I’m going to try science.
Words to live by. But trying science isn’t for the faint of heart and the thick skinned.Science is cool and dangerous.
Science is Epic but epics traditionally end badly for the participants. Truly trying science means asking the tough question and being willing to put yourself out there. It means not only being willing to risk being wrong but being assured that you will be wrong often. Because Science is as much about disproving something as it is about proving something.
Sometimes its about doing cool stuff too :-).
Why the long intro? What follows is a guest post from one of my favorite bloggers (Alex Konkel, Sport Skeptic). I both love and hate his articles. I love them for the enjoyment I get as a reader and hate them because of the professional jealousy they inspire. The best and most concise introduction I can give Alex is this: he’s a scientist and I hope he keeps blowing s$%# up for a good long time.
For science of course.
Hey everyone – Arturo asked if I would do a guest post talking about some of the stuff I’ve been doing over at my site, Sport Skeptic. Some of it has to do with fooling around with numbers and seeing what happens; sometimes it’s with actual data and sometimes it’s with made up data that is sort of like real data. Here’s a quick tour through some of the posts along with ideas that have come from the comments. Even when Arturo isn’t writing, we’re all about fanservice.
The second piece I wrote that got any attention was one on how a player metric, or rating system, would only be as reliable as the statistics that went into it. I made up player data for two seasons; the variables correlated across seasons as much as some of the actual NBA stats do. For example, field goal percentage is somewhat noisy or hard to predict from one year to the next while rebounding is more consistent. Then I made up a few metrics that put different weights on these variables. What I find is that the metrics that give relatively high weight to consistent variables are themselves consistent; in my example, the metric that gave a lot of value to shooting was noisy from year to year while the metric that gave more value to rebounding was more consistent. The upside of a consistent metric is that it allows you to have a better idea of how your players will perform next year.

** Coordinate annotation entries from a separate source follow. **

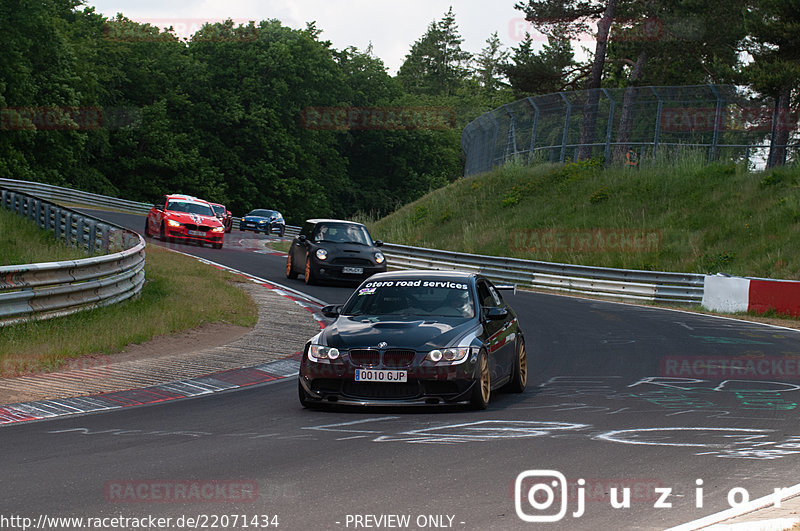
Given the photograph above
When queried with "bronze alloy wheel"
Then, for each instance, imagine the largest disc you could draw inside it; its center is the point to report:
(309, 273)
(482, 392)
(519, 378)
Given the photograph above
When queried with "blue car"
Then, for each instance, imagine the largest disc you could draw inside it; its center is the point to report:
(263, 220)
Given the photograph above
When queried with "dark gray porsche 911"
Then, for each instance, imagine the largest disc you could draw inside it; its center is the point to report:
(416, 337)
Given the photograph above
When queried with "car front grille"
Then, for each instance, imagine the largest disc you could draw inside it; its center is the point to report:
(380, 390)
(346, 260)
(192, 226)
(365, 357)
(398, 358)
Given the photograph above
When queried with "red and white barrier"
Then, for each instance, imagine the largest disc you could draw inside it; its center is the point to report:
(736, 294)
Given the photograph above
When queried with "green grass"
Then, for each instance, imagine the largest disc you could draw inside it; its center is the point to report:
(703, 218)
(22, 242)
(180, 293)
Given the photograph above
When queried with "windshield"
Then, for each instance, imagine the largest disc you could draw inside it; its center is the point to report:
(412, 298)
(264, 213)
(342, 232)
(190, 208)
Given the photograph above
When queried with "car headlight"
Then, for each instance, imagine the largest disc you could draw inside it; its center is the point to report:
(321, 352)
(450, 354)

A few good points came out of the comments on this one. For example, consistency alone doesn’t have to be a good thing; you could credit players with wins due to their height and it would be very consistent. That would lead to the next point, which is that consistency doesn’t matter if your model isn’t any good. I would make two points here; first, you obviously have to have a decent model. If you gave credit to players according to their height, you probably wouldn’t do a very good job predicting future wins. That might be a good way to check the quality of your model. Second, consistency is indeed nice – as long as everything else is equal. If your model is closer to the absolute truth and less consistent, it should be preferred over a less accurate but more consistent model. The questions are, how do you know which model is more accurate? and how consistent should we expect players to be? Those questions don’t have easy answers.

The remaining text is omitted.